Ни Гитлер, ни Шахт не знали, что уже сработала операция «Снег»[3], а из портов Японии с соблюдением режима радиомолчания вышел Японский флот для удара по американской базе в Перл-Харбор. В декабре 1940 года, на Рождество, в Вашингтоне состоялась встреча представителя СССР Виктора Павлова с помощником министра финансов США Гарри Десктером Уайтом. Советский специалист по Востоку и Японии, в частности, передал Уайту ряд документов и изложил свою позицию по вопросу растущего японского милитаризма. Перспектива захвата страной восходящего солнца нефтяных месторождений делает их военные силы и экономику слишком опасным соперником даже для США. Документы были настолько убийственно убедительны, что Уайт составил доклад на имя своего шефа, Моргентау[4], который донес внезапно окрепшую озабоченность до Рузвельта. В результате этого уже в январе Конгресс вводит эмбарго на поставки Японии нефтепродуктов и бензина, товаров военного или двойного назначения. Фактически, США предъявляют стране Восходящего Солнца ультиматум, требуя убраться из Китая и освободить Маньчжурию. В августе японский нарыв прорвало.
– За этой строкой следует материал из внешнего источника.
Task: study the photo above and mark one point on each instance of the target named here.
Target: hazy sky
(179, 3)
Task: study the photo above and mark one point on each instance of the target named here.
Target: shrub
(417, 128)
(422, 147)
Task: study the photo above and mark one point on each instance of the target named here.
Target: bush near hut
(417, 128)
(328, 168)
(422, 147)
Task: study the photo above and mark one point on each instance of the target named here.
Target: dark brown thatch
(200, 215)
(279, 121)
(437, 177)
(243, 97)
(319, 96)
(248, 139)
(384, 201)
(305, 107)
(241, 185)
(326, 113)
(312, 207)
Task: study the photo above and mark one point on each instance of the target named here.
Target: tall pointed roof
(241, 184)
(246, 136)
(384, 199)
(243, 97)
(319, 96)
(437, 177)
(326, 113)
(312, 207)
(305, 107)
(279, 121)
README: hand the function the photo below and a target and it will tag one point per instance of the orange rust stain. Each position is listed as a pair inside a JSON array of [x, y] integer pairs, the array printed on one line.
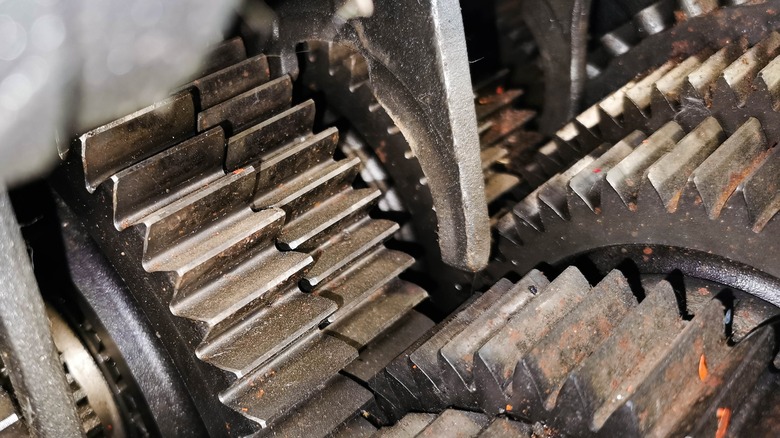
[[724, 417], [703, 372]]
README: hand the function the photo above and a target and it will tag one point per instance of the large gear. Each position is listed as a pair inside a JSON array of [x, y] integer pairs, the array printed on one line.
[[255, 258], [614, 359]]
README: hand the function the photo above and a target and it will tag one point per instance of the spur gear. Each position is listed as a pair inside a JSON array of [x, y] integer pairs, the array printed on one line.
[[704, 181], [342, 75], [244, 242], [605, 360]]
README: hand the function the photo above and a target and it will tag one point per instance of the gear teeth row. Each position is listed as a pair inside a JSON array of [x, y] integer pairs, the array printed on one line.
[[233, 210], [497, 119], [584, 361], [704, 177], [650, 20]]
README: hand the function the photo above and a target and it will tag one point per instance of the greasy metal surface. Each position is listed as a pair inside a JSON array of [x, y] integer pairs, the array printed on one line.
[[28, 351], [207, 251], [435, 115], [560, 29]]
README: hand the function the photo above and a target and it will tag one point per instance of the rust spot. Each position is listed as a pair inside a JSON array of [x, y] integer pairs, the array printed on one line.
[[703, 372], [724, 417]]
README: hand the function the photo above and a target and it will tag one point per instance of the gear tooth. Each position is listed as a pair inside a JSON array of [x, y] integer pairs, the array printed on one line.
[[157, 181], [620, 40], [245, 109], [762, 191], [627, 357], [587, 183], [694, 8], [739, 374], [736, 82], [499, 355], [626, 176], [670, 173], [252, 145], [666, 94], [231, 81], [528, 211], [637, 100], [272, 390], [225, 54], [543, 369], [463, 423], [655, 18], [661, 396], [458, 355], [124, 142], [718, 176]]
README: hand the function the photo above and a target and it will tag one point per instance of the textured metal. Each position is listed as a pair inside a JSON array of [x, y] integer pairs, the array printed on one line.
[[339, 72], [27, 347], [214, 234], [613, 359], [435, 115], [560, 29]]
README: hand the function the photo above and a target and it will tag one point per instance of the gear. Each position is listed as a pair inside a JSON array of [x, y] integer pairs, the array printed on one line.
[[244, 241], [342, 75], [705, 183], [614, 359]]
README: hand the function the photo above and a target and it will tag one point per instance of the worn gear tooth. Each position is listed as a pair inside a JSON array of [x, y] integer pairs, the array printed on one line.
[[305, 233], [720, 174], [736, 82], [159, 180], [409, 426], [626, 176], [297, 196], [381, 351], [636, 103], [233, 289], [186, 222], [461, 423], [694, 8], [231, 81], [490, 105], [250, 146], [272, 390], [424, 360], [246, 109], [256, 335], [225, 54], [747, 361], [670, 173], [590, 393], [655, 18], [357, 283], [588, 182], [377, 313], [458, 353], [762, 191], [124, 142], [620, 40], [356, 241], [662, 396], [666, 94], [506, 428], [542, 371], [494, 363], [323, 412], [294, 159]]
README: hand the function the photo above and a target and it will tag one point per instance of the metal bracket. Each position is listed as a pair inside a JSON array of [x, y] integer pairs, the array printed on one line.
[[418, 67]]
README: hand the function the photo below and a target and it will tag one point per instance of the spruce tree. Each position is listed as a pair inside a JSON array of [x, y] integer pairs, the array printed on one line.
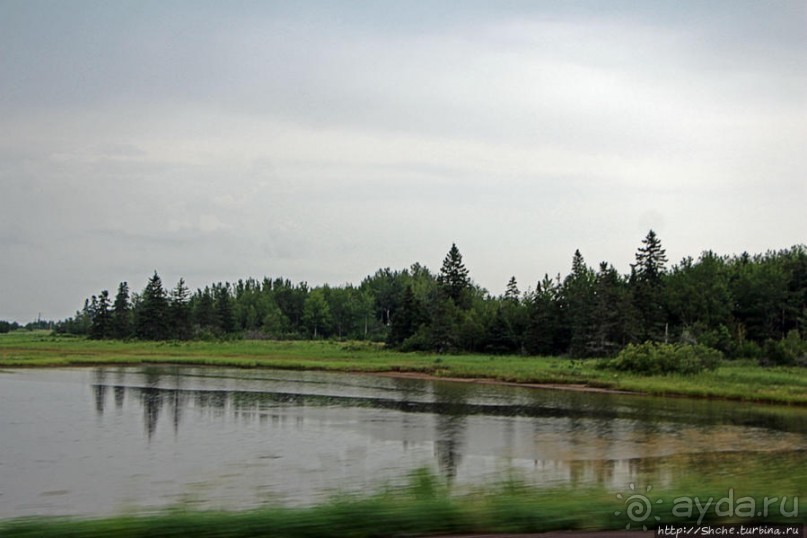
[[121, 313], [407, 319], [101, 324], [512, 293], [647, 285], [152, 312], [453, 279], [179, 309]]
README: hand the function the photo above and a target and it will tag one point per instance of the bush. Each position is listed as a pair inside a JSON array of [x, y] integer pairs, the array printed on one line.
[[788, 351], [652, 358]]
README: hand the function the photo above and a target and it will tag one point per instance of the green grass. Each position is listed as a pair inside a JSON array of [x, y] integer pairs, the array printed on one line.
[[427, 506], [737, 380]]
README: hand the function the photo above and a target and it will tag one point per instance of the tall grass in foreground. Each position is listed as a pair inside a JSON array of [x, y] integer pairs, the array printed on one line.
[[425, 506]]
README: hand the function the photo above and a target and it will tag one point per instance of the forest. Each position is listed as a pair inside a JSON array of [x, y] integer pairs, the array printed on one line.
[[750, 306]]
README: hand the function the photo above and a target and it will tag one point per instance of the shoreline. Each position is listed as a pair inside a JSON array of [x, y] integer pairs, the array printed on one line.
[[572, 387]]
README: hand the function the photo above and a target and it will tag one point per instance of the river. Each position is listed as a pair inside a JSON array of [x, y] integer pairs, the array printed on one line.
[[95, 441]]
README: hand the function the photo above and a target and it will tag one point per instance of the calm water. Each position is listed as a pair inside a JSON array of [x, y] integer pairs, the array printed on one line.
[[103, 440]]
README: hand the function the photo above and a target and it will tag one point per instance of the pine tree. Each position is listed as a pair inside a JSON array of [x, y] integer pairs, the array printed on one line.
[[647, 285], [577, 301], [152, 313], [121, 313], [180, 312], [541, 336], [224, 308], [453, 279], [316, 313], [512, 293], [407, 319], [101, 324]]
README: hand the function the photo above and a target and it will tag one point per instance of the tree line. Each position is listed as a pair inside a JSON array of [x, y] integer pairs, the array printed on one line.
[[741, 305]]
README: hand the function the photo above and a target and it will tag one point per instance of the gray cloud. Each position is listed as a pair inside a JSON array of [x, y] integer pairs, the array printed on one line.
[[321, 140]]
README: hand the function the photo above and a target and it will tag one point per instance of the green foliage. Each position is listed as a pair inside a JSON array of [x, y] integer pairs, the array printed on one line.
[[652, 358], [453, 279], [788, 351], [732, 304], [151, 321]]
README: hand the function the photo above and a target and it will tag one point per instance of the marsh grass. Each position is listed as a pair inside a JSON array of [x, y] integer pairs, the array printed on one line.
[[426, 505], [736, 380]]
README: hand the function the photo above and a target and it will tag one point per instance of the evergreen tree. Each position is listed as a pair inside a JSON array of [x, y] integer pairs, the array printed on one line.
[[101, 324], [151, 319], [225, 314], [204, 310], [316, 313], [648, 288], [121, 313], [453, 279], [577, 299], [407, 319], [512, 293], [179, 310], [612, 314], [541, 336]]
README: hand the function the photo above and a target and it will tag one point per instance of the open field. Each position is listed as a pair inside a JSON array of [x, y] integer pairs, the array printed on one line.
[[426, 506], [737, 380]]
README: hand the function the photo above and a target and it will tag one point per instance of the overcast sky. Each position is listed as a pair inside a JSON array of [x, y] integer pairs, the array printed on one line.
[[320, 141]]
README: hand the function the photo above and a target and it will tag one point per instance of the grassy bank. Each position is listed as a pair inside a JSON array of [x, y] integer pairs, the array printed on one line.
[[736, 380], [426, 506]]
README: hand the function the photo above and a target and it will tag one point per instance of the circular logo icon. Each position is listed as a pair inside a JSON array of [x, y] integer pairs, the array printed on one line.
[[638, 507]]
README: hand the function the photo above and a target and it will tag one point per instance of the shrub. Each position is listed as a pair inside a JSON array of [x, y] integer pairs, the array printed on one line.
[[788, 351], [652, 358]]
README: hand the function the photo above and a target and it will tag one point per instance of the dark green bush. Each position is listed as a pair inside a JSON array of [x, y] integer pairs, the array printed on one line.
[[653, 358], [788, 351]]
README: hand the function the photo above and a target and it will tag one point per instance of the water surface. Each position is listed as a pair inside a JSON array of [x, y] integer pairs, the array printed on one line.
[[104, 440]]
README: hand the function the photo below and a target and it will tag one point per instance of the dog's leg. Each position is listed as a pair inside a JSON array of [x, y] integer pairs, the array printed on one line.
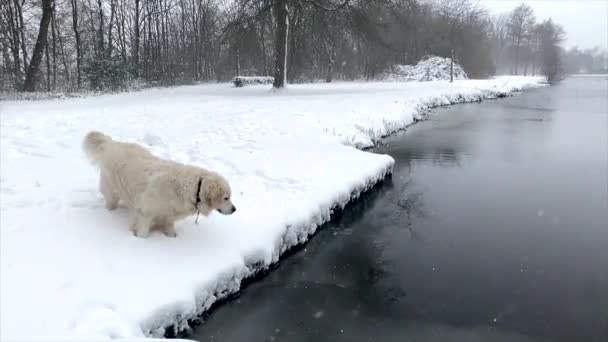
[[109, 195], [142, 225], [165, 225], [169, 229]]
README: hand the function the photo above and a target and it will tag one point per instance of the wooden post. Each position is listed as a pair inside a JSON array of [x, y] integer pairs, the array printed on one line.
[[452, 66]]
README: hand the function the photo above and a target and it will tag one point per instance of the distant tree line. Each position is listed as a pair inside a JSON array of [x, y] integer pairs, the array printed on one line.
[[73, 45]]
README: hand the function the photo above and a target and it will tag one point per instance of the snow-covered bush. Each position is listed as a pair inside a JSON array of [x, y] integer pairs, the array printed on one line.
[[432, 68], [240, 81]]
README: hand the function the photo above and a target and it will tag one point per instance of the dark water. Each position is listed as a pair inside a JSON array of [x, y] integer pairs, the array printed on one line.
[[494, 228]]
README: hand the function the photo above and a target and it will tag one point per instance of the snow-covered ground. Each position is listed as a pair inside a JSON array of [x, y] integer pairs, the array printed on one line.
[[71, 270]]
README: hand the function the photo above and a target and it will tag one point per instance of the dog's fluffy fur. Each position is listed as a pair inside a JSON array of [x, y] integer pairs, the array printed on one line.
[[157, 192]]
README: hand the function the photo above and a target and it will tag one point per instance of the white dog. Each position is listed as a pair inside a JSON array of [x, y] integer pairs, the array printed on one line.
[[157, 192]]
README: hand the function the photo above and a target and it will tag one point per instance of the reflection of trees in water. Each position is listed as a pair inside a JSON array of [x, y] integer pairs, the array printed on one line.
[[447, 156]]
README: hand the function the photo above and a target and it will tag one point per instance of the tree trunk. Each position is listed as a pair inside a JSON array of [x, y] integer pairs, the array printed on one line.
[[280, 61], [452, 66], [19, 8], [34, 67], [136, 39], [54, 37], [238, 62], [78, 44]]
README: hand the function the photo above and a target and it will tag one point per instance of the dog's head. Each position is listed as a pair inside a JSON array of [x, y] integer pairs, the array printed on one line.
[[216, 194]]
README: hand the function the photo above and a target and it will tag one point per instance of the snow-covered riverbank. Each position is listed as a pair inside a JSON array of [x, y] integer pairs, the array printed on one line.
[[72, 270]]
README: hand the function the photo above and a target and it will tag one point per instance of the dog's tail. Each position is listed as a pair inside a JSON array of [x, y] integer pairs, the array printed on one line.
[[94, 145]]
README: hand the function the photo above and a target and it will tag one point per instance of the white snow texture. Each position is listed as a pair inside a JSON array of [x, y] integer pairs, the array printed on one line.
[[71, 270], [433, 68]]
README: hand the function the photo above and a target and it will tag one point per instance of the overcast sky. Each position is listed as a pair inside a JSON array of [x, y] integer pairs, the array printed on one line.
[[585, 21]]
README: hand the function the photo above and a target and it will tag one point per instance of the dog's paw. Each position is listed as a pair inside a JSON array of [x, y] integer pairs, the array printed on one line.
[[111, 205], [141, 234], [171, 233]]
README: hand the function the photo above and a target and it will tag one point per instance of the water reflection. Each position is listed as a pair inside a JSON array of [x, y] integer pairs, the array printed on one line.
[[493, 228]]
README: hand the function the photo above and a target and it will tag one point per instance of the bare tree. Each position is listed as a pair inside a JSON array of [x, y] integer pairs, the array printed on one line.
[[41, 41], [520, 28]]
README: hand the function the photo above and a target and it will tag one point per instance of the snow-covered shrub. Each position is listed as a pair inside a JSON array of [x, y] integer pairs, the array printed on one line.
[[432, 68], [240, 81]]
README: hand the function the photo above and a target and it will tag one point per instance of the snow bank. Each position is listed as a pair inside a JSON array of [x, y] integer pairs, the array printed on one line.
[[433, 68], [71, 270]]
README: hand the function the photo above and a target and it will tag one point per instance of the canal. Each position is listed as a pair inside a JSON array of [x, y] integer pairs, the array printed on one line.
[[494, 227]]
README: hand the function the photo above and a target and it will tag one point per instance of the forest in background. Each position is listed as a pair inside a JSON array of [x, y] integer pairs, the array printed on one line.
[[110, 45]]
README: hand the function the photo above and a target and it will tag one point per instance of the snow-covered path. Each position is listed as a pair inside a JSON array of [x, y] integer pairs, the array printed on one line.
[[72, 270]]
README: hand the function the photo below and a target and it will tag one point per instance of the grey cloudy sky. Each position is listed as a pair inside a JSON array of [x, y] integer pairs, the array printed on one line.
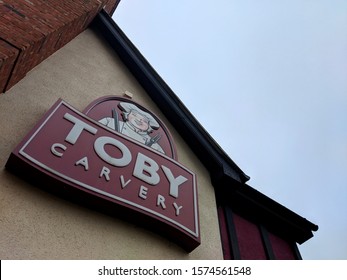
[[268, 80]]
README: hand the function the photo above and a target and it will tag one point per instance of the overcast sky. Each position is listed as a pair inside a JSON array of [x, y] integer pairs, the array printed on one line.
[[272, 76]]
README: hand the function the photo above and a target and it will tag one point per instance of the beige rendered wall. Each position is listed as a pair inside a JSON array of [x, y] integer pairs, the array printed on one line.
[[37, 225]]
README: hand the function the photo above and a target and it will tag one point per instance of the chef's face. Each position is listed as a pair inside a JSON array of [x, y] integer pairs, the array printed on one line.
[[137, 120]]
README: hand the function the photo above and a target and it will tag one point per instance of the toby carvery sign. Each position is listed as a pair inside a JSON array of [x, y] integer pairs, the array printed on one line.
[[115, 156]]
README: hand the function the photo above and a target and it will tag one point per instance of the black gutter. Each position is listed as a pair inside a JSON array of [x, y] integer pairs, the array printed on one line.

[1] В РИ погибнет в ходе Смоленского сражения
[2] Такие переговоры действительно велись в РИ.
[3] В РИ операция снег — апрель 1941 года. В декабре Япония напала на Перл-Харбор.
[4] Моргентау был не просто министром финансов, но еще и близким другом президента Рузвельта и имел на него серьезное влияние.
Глава девятнадцатая
Кризис и его последствия
Москва. Кремль. 19 августа 1941 года.
Награждение проходило более чем в скромной обстановке. Я получил орден Ленина за разработку операций «Кукурузник» и «Песец». А за разгром армии «Норвегия» — звание генерал-лейтенанта. Повышение заработал и мой начальник штаба Антонов, и стал на генеральскую планку Баграмян, получивший генерал-майора, правда, ему прилетела и Звезда Героя. Так было за что! В Москве его не было: обживал базы в Швеции и готовился встретиться с немецким экспедиционным корпусом, который Вермахт усиленно сосредотачивал в Дании. Заодно награждали руководство ВВС, причем не только нынешнее: командующего ВВС Новикова, его начштаба, такого интересного типа, по фамилии Худяков,[1] командиров дивизий дальней бомбардировочной авиации, но и предыдущие: Локтионова, Смушкевича и Жигарева, которые для проведения этой операции сделали тоже немало. Новиков получил Звезду Героя и звание генерал-лейтенанта авиации, аналогичные награды ждали и Худякова. Локтионов, Смушкевич и Жигарев — удостоены ордена Ленина. Орден Красного Знамени получил командир Центра ночных полетов ВВС СССР, майор ВВС Франции Антуан Мари Жан-Батист Роже де Сент-Экзюпери.[2]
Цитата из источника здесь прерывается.